It varies. The current vogue appears to be an automatic knee-jerk appeal if the individual doesn't agree with the medical standard for entry, which is not open for negotiation. Valid appeals with supporting evidence to dispute diagnosis get snarled-up in the burgeoning trend for appealing the un-appealable unfortunately, so 6-8 weeks is not uncommom.
My son was rejected due to having two courses of steroids as a young child at age 3 and 5 he is now ages 17 and had no problems since. We have spoken to our g.p he has provided supporting evidence that they was prescribed purely as a precautionary measure and this was sent off three weeks ago. During the navy medical the doctor stated the decision was due to the fact he had chosen to serve if successful in his application on the submarines so fingers crossed if not it was worth the try for him to follow his dreams
This issue has been covered ad infinitum in this forum and I'm not going to repeat it again.
It is always worth stating, though, that the opinion of a civilian GP or hospital specialist is not terribly relevant to whether or not your son gets a medical pass. Said GP has no knowledge of our entry standards and therefore is in no position to give an opinion, no matter how well intentioned.
And the evidence base for "precautionary" steroids is, erm, nil so they shouldn't have been prescribed in the first place if that was the case. I've never heard of precautionary steroids in a child so I very much doubt if that is the case.

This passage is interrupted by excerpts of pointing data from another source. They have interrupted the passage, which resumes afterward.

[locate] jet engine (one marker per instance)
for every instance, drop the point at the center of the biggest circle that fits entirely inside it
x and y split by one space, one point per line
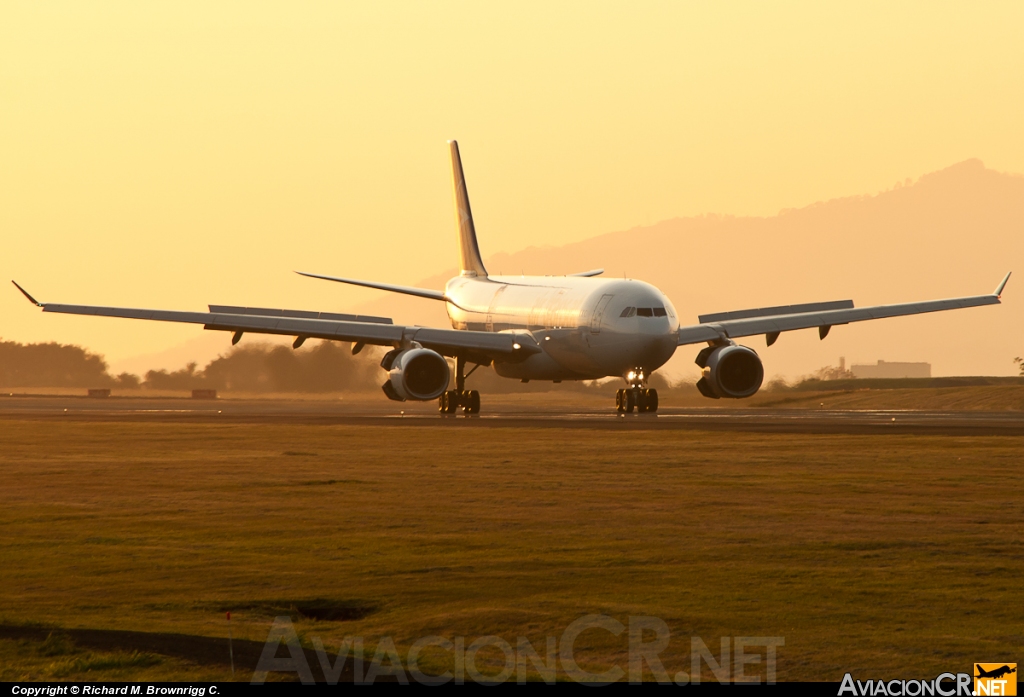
417 374
731 372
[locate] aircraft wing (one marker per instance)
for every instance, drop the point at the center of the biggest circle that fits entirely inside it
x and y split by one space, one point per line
479 346
772 321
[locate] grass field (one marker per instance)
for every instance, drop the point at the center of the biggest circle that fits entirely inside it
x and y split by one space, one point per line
885 555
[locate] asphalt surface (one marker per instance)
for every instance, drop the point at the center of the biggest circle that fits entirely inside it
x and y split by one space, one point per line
512 414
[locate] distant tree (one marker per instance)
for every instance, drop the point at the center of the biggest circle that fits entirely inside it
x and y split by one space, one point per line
185 379
51 364
128 381
832 373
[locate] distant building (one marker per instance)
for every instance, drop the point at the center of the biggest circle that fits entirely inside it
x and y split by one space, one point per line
887 369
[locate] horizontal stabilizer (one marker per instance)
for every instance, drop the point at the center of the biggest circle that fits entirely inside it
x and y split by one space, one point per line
407 290
778 309
302 314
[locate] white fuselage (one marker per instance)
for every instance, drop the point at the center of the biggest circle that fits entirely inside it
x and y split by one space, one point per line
588 328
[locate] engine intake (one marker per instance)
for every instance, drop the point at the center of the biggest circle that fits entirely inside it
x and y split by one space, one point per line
420 375
730 372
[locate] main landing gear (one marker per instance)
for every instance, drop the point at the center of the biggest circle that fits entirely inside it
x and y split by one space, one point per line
451 400
642 399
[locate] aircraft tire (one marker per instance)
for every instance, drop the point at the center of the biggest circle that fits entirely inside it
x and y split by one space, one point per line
652 400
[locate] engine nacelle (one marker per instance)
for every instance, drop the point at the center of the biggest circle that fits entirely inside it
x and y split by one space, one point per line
731 372
419 374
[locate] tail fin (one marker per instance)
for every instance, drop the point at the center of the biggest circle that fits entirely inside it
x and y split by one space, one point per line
469 253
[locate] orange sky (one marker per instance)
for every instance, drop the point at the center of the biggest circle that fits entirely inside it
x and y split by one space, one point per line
170 155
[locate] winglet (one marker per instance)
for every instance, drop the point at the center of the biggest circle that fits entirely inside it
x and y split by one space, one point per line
997 294
26 294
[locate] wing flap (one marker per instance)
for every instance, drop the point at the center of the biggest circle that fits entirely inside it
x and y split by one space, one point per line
450 342
734 329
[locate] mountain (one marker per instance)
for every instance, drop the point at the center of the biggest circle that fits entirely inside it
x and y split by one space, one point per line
952 232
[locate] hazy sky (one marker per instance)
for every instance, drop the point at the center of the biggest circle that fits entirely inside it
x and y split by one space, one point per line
170 155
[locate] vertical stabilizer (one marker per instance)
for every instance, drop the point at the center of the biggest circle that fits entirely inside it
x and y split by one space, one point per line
470 262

That being said, I'd be surprised if you have problems with the appeal.
Hi there.... What was the outcome of this please?
I hope he got in and everything was OK at the appeal
I am in exactly the same position and preparing my appeal now with evidence from my GP
It's my life long dream so it's heartbreaking
I really hope you get this message
Thanks in advance
Regarding your "exactly the same position", one assumes you are referring to post #6 with regard steroid treatment for severe asthma?
If so the post was made a couple of years ago but again, the medical standards for entry are non-negotiable in the case of specific treatments. Unless the person was able to prove the medication was wrongly prescribed or the symptoms mis-diagnosed, it would be unlikely to be over-turned unfortunately.